L’avantage avec l’extrême droite, comme auparavant avec la bête du Gévaudan, c’est qu’on peut en dire à peu près n’importe quoi. Lundi 9 mai, le service public ne s’en est pas privé. Après la série policière L. A. Enquêtes prioritaires, France 2 nous a gratifiés d’un Complément d’enquête tout aussi haletant et prioritaire, consacré cette fois à « La tentation de l’extrême-droite »

On aurait aimé frissonner… Hélas, le sujet s’est vite avéré sans objet. Au menu, trois reportages successivement consacrés à Marine Le Pen, à Claude Guéant et aux skinheads ; et pourquoi pas les satanistes et les cathos intégristes qui, comme chacun sait, partagent les mêmes idées ?

L’amusant, c’est qu’au fil de ces investigations, le documentaire s’autodétruit, comme dans Mission : impossible.
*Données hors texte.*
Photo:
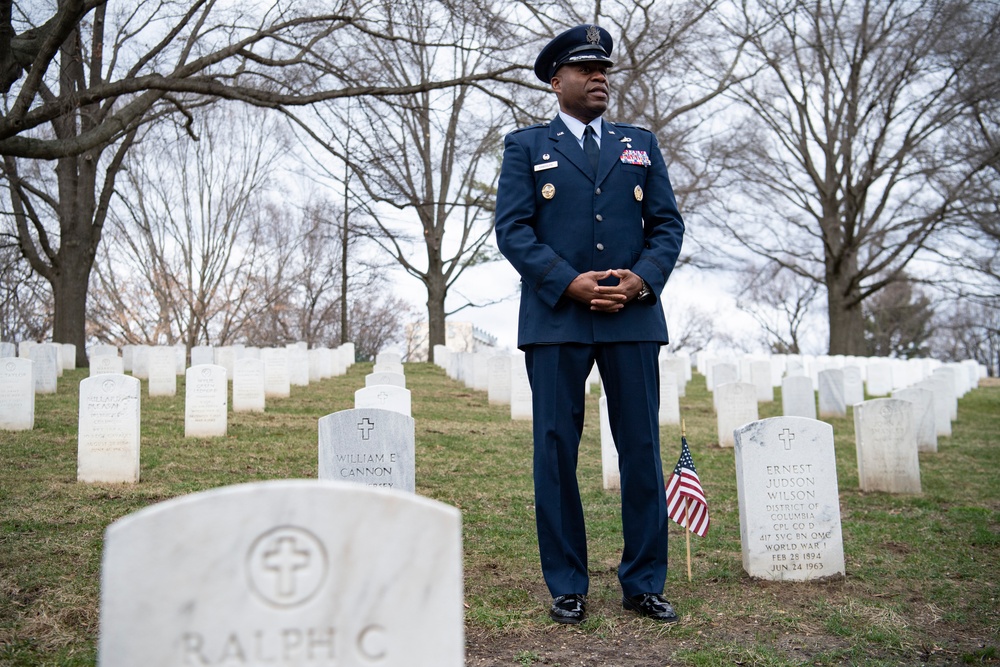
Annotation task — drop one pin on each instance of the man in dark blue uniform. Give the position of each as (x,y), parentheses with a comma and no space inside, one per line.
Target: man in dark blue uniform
(586,215)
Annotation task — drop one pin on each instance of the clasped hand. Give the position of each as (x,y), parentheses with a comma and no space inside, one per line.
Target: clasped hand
(585,288)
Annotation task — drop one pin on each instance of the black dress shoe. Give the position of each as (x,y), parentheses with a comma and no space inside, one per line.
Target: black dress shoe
(651,605)
(568,608)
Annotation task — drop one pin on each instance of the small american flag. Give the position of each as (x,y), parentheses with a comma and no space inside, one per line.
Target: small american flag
(684,488)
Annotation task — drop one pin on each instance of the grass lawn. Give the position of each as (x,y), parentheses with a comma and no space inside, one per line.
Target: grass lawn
(922,570)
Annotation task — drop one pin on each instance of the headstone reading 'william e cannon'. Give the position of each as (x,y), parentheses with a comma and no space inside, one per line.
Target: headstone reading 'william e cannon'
(108,438)
(368,446)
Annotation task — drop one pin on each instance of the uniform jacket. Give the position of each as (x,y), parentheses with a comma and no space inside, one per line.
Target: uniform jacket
(555,220)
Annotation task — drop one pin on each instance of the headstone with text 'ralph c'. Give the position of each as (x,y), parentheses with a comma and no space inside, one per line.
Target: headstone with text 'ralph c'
(284,573)
(786,482)
(368,446)
(108,435)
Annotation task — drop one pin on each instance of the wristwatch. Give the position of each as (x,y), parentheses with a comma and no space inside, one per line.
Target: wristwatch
(645,292)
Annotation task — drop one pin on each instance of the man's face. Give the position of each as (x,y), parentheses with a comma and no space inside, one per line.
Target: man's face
(582,89)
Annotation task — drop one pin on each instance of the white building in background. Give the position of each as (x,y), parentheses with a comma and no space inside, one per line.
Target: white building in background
(459,337)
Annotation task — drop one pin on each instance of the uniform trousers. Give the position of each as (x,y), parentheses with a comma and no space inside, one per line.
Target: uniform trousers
(630,373)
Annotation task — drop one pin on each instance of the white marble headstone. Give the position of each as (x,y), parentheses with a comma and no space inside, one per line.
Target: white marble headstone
(385,377)
(17,394)
(942,412)
(104,364)
(679,366)
(879,378)
(736,403)
(923,416)
(46,368)
(162,371)
(670,407)
(248,385)
(797,397)
(786,482)
(206,401)
(385,396)
(67,356)
(284,573)
(276,379)
(760,377)
(831,393)
(368,446)
(108,436)
(886,446)
(520,389)
(298,365)
(854,385)
(610,473)
(498,389)
(202,355)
Évacuons d’emblée le sketch sur les “skins”, qui, à coup sûr, décoiffe – surtout venant juste après celui sur Guéant… “Est-ce bien la même émission ? ”, se seront sans doute demandé des téléspectateurs dissipés. Mais oui, puisqu’il s’agit de pimenter un peu cette enquête au titre “survendeur”. Hélas, croit-on comprendre, les bandes de skins ne sont plus ce qu’elles étaient il y a encore vingt ou trente ans. C’est bien simple : même nos services de renseignements s’en sont désintéressés… Restent quelques fêlés à croix gammée dont raffolent les médias et qui sont la hantise de Marine.

Mlle Le Pen, nous explique-t-on en effet, n’a qu’une idée en tête : se démarquer des provocs de papa pour ratisser plus large, y compris au sein de l’électorat UMP. Même démarche à l’envers pour Claude Guéant, dont les déclarations fracassantes relèveraient en fait, selon nos “enquêteurs complémentaires”, d’une stratégie élaborée à l’Élysée pour – devinez quoi ? – gagner la présidentielle.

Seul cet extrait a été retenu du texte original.